ソーシャルゲームなどに今も受け継がれる流れ
――『教養としてのゲーム史』は、アクション、RPG(ロールプレイングゲーム)、SLG(シミュレーションゲーム)など、幅広い分野のなつかしのゲームが論じられています。そこから「ゲームの文脈における発想の進化」を浮き彫りにしようというのが本書の狙いだと思うのですが、取り上げるゲームはどのように選ばれたのか改めてお教えいただけますか。
多根清史氏(以下、多根氏)■発想に進化を促す上で役割を果たすためには、やはり「メジャーであること」が第一条件ですね。どれほどよくできたゲームであれ、市場にあまり流通せず、人に知られることがなければ、大勢に影響をあたえることができませんから。
この本の出発点がテニスゲームの『ポン』であるのも、その当時「最も売れていたゲーム」で「最も真似されたゲーム」だからです。ブロックくずしの『ブレイクアウト』も発想を本歌取りした作品が多かったですし、『スペースインベーダー』もしかりです。人は売れたものを真似たがり、改良したがる。これは絶対の真理でしょう(笑)。
『教養としてのゲーム史』
その上で、基礎─応用─ジャンルの定着という流れを作った一連の作品群もあります。車がチェックポイントをすべて踏破する『ヘッドオン』と、画面中のドットをすべて食べる『パックマン』は、直接のつながりはなくても、固定画面上での表現力の進化の流れを象徴するものです。同じ任天堂作品の『ドンキーコング』や『マリオブラザーズ』、『スーパーマリオブラザーズ』の3本には、より確かなアスレチック・アクションの進化がうかがえますね。
さらにジャンルをまたがった進化もある。たとえば『スクランブル』と『ゼビウス』は画面が流れていく技術(スクロール)を基礎としたSTG(シューティング)というジャンルを確立した。その一方で、スクロールは広大なマップ上を「旅する」という発想を産み、やがて日本にコンピュータRPGを根付かせた『ドラゴンクエスト』の誕生にもつながっている。そうした「ジャンルを作った系譜」と「ジャンルをまたがる系譜」、2つのマクロな流れが浮かび上がるよう選んだつもりです。
最終章のSLG(シミュレーション)については、それまでの「ソフトとハードの積み上げ」とは視点を変えて、「欲望」という軸を設定してみました。『信長の野望』と『ときめきメモリアル』にはシステム上の連続性はそう無いけれど、「欲望を叶えるツールとしてのゲーム」という文脈では一本の道の上にある。その道の果てに『ラブプラス』があるという、「ヒゲから恋人」への軌跡を描くために必要なタイトルを考え抜いています。

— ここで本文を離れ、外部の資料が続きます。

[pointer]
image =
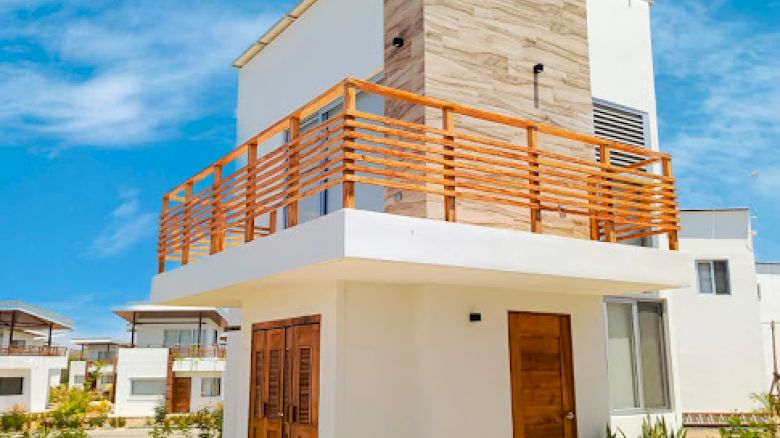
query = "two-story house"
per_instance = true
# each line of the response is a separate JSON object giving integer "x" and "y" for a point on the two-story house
{"x": 30, "y": 362}
{"x": 175, "y": 357}
{"x": 93, "y": 363}
{"x": 429, "y": 247}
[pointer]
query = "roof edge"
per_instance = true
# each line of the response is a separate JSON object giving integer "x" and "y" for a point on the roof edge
{"x": 271, "y": 34}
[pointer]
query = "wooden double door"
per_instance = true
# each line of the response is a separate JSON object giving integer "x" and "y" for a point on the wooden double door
{"x": 284, "y": 398}
{"x": 542, "y": 375}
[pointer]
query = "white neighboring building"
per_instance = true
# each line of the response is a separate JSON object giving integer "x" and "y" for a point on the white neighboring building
{"x": 96, "y": 355}
{"x": 176, "y": 356}
{"x": 769, "y": 291}
{"x": 30, "y": 363}
{"x": 395, "y": 322}
{"x": 716, "y": 321}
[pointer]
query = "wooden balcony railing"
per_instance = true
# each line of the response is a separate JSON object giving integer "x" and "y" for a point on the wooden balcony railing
{"x": 247, "y": 194}
{"x": 33, "y": 351}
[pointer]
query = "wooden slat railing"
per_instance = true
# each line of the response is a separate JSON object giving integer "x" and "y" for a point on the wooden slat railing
{"x": 33, "y": 351}
{"x": 248, "y": 194}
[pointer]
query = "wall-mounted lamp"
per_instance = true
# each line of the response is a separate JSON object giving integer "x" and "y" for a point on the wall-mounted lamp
{"x": 538, "y": 68}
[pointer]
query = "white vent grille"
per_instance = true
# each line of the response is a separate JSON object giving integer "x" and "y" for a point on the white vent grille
{"x": 622, "y": 125}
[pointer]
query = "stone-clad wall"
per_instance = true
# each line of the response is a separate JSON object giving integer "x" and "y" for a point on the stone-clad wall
{"x": 481, "y": 53}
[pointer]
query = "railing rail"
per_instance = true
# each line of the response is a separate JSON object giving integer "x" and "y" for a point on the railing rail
{"x": 33, "y": 351}
{"x": 216, "y": 209}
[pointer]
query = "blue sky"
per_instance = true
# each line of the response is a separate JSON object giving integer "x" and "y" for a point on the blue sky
{"x": 105, "y": 105}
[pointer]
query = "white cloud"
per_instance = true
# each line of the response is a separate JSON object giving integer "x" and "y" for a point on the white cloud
{"x": 122, "y": 75}
{"x": 127, "y": 225}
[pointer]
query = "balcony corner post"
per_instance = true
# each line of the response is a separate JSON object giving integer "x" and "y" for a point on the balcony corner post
{"x": 348, "y": 186}
{"x": 163, "y": 236}
{"x": 532, "y": 133}
{"x": 249, "y": 192}
{"x": 448, "y": 125}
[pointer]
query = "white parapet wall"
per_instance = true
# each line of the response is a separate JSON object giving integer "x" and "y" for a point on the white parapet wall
{"x": 148, "y": 365}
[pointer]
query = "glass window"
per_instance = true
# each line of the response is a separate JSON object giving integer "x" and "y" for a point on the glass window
{"x": 210, "y": 386}
{"x": 11, "y": 385}
{"x": 636, "y": 347}
{"x": 713, "y": 277}
{"x": 147, "y": 387}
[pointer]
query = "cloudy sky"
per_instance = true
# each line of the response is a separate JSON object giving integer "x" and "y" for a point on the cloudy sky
{"x": 105, "y": 105}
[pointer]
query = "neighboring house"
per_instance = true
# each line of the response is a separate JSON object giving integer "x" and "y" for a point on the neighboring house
{"x": 416, "y": 258}
{"x": 94, "y": 363}
{"x": 716, "y": 321}
{"x": 30, "y": 362}
{"x": 768, "y": 275}
{"x": 175, "y": 357}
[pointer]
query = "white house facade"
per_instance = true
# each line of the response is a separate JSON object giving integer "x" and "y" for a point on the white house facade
{"x": 441, "y": 246}
{"x": 175, "y": 357}
{"x": 30, "y": 362}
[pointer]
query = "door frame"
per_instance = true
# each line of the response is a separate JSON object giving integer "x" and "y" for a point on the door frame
{"x": 567, "y": 363}
{"x": 270, "y": 325}
{"x": 189, "y": 394}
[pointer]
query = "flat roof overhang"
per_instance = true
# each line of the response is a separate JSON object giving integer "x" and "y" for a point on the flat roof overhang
{"x": 356, "y": 245}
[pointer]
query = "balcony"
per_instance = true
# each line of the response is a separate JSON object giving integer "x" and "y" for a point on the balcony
{"x": 475, "y": 160}
{"x": 33, "y": 351}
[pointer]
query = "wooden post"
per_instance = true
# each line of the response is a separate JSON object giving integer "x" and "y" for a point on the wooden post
{"x": 674, "y": 242}
{"x": 162, "y": 247}
{"x": 350, "y": 105}
{"x": 609, "y": 223}
{"x": 186, "y": 233}
{"x": 132, "y": 331}
{"x": 532, "y": 134}
{"x": 448, "y": 125}
{"x": 294, "y": 133}
{"x": 217, "y": 228}
{"x": 249, "y": 218}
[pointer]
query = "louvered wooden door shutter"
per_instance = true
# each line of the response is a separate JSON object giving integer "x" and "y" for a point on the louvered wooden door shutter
{"x": 305, "y": 381}
{"x": 284, "y": 398}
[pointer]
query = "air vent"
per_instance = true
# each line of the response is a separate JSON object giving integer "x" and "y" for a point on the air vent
{"x": 621, "y": 124}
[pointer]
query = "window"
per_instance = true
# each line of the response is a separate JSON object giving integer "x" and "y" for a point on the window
{"x": 11, "y": 385}
{"x": 147, "y": 387}
{"x": 210, "y": 386}
{"x": 636, "y": 346}
{"x": 713, "y": 277}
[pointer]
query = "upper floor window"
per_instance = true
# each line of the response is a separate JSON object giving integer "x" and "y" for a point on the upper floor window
{"x": 713, "y": 277}
{"x": 11, "y": 385}
{"x": 636, "y": 346}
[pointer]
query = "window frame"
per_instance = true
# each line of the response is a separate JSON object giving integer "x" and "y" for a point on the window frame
{"x": 637, "y": 359}
{"x": 713, "y": 279}
{"x": 21, "y": 386}
{"x": 210, "y": 378}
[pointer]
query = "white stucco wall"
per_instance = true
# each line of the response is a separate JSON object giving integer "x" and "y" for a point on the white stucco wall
{"x": 332, "y": 40}
{"x": 139, "y": 363}
{"x": 446, "y": 370}
{"x": 621, "y": 58}
{"x": 719, "y": 349}
{"x": 39, "y": 373}
{"x": 770, "y": 311}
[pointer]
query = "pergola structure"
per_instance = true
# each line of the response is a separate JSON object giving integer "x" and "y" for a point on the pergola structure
{"x": 17, "y": 316}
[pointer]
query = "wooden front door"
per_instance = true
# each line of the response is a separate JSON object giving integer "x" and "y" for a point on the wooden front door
{"x": 542, "y": 376}
{"x": 181, "y": 394}
{"x": 284, "y": 398}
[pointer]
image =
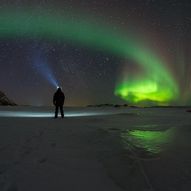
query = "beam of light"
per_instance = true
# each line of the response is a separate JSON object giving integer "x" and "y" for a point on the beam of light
{"x": 40, "y": 64}
{"x": 46, "y": 114}
{"x": 151, "y": 141}
{"x": 157, "y": 83}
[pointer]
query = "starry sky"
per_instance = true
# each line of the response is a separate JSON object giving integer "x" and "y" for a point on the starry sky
{"x": 102, "y": 51}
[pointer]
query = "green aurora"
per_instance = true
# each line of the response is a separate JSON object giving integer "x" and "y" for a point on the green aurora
{"x": 156, "y": 84}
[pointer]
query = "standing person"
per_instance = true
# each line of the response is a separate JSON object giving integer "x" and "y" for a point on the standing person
{"x": 58, "y": 101}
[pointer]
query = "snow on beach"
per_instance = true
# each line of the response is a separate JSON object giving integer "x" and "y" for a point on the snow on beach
{"x": 95, "y": 149}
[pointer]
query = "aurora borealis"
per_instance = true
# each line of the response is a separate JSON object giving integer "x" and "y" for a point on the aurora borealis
{"x": 155, "y": 81}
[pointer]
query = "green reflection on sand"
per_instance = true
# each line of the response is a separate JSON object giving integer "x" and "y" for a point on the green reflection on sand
{"x": 151, "y": 141}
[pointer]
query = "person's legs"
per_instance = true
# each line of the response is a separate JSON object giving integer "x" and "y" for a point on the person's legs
{"x": 62, "y": 111}
{"x": 56, "y": 111}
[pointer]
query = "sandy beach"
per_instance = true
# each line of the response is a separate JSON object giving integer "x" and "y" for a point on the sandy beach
{"x": 111, "y": 149}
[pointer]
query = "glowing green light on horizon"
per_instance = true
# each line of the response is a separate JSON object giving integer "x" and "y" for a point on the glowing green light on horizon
{"x": 157, "y": 83}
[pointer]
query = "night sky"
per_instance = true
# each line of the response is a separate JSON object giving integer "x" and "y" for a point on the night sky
{"x": 103, "y": 51}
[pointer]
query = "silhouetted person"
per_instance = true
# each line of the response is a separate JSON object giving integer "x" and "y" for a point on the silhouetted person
{"x": 58, "y": 101}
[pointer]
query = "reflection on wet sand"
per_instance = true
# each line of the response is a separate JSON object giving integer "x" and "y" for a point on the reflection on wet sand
{"x": 149, "y": 142}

――改めて昔なつかしいゲームを体験しながら書いたのではないかと思われます。実際にそれら古いゲームをやってみての感慨などはありましたか。
多根氏■敵を避けるとうれしい、踏んづけて倒すと「よっしゃあ!」と思わず声が出てしまう。そういう原初的な喜びを思い出しました。だって手元が狂うと即死するんですから(笑)。非常に荒削りではありますが、砲台が弾を撃ったり、ジャンプで飛び越えたり、ワンアクションごとにお客さんだけじゃなく開発者も感動しつつ作っていたんだろうなあと。単純なだけに、誤魔化しの利かないスゴ味を感じましたね。
それに久しぶりにプレイしてみると、当時の自分がフラッシュバックしてくることもある。『ときめきメモリアル』とか時間がかかるSLGは、あの頃は時間がたっぷりあったんだなあ、他に娯楽がなかったんだなあって(笑)。その面白さの欠片は消滅したわけではなく、ソーシャルゲームだったり他のエンタメに分散して受け継がれている。結果的にそれらのゲームは自らのライバルとなるソーシャルゲームを育てたんだな、と思うところはありました。
――残念ながら取り上げられなかったゲームとしては、どういったものがあるでしょうか?
多根氏■正直、個人的に思い入れのあるセガのゲームをばっさりカットしたのは身を切られるようで辛かったですね。「ファンタシースター」シリーズも『スペースハリアー』も大好きだけど、ゲーム全体の進化にはあまり影響してないよね、ごめんなさい!って。
もともとが業務用のリッチなゲーム作りに慣れていて、技術がずば抜けていたために、他社が真似しようと思ってもできなかったんでしょうね。ある程度は敷居を下げてあげないと、フォロワーも付いて来られず、真似したゲーム群のコロニーも作られない。セガよ、君らトバしすぎだ!って。まぁそこに惚れたんですが(笑)。